Union publisher Ralph Danel Jr. said the paper's death was brought on by "the continuing recession we seem to be in."
Founded in 1851 by a group of compositors from two other newspapers, the Union called itself the "Oldest Daily in the West."
During its colorful history, it once was called the "Miner's Bible." It also was the first influential newspaper in California to support the Northern cause in the Civil War and was credited with the dispatch of federal troops that kept Confederate forces from taking over the state's gold fields.
One of its better-known writers after the war was Mark Twain ? then a struggling journalist ? who persuaded Union editors to publish his dispatches from the Sandwich Islands, later to become Hawaii, for $20 a piece.
A succession of publishers owned the Union until its purchase by Copley Newspapers in 1966. The chain poured huge sums of money into the paper, building its headquarters in the Capital Mall, a prize area for real estate.
After James Copley, the firm's head, died, the paper was sold to John McGoff in 1974, who in turn sold it to Richard Mellon Scaife, a Pennsylvania banking heir.
In l989, two Sacramento businessmen, Danny Benvenuti and David Kassis, bought it.
They sold it in 1992 to the Danel family, who owns a local printing business.
Oct. 8, 1993, the newspaper shifted from a daily to a three-day-a-week publication.
The Union hit a peak circulation of 115,000 in the 1970s when Copley owned it but steadily had lost readership.

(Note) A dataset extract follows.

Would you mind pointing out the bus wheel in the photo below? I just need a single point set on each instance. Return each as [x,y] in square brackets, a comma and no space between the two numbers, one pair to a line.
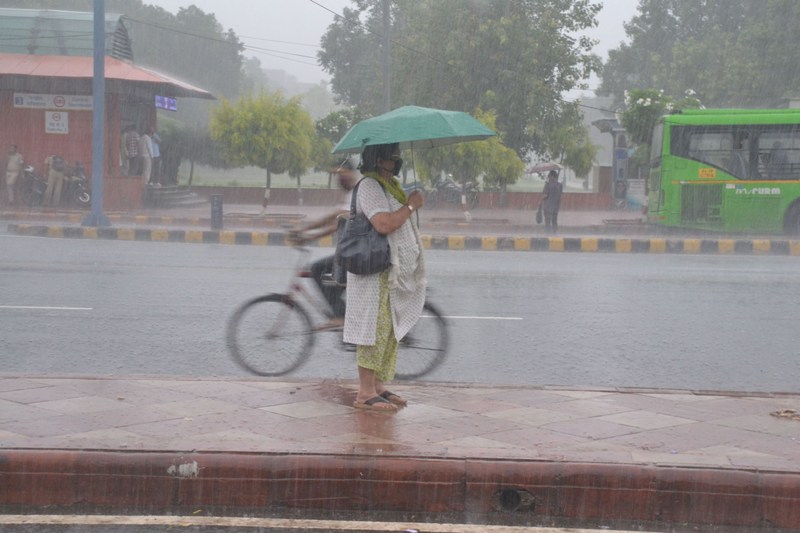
[791,223]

Its circulation when it folded was 31,500.
Still, the editorially conservative Union was often a scrappy competitor to the liberal and much larger Sacramento Bee, which now is the only daily in town.

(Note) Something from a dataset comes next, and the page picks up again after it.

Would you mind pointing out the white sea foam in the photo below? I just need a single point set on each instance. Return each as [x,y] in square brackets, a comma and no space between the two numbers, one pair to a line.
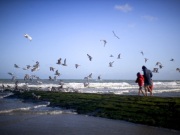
[110,86]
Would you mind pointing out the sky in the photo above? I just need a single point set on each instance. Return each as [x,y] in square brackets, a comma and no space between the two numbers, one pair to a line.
[71,29]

The Union ran several exclusive stories, one of which led to the total restructuring of the local housing authority and the prosecution of several of its officials for misuse of public funds.
The Bee bought a full-page ad in the Union's final edition in tribute to its longtime rival.
The ad called the Union a "strong voice. A worthy competitor. An old friend to many. And like any old friend, it will be missed."
In a final editorial, Union editor Kenneth Harvey wrote, "A newspaper's death diminishes a community in the way the passing of an individual diminishes a family. Its demise is a loss to society at large as well as those who read the newspaper and work for it . . . . Whether a newspaper is conservative or liberal or lacks any specific political viewpoint . . . having a competitive voice across town keeps that newspaper constantly on its toes, both journalistically and economically. That is a vital benefit that Sacramento readers and advertisers will cease to enjoy after today."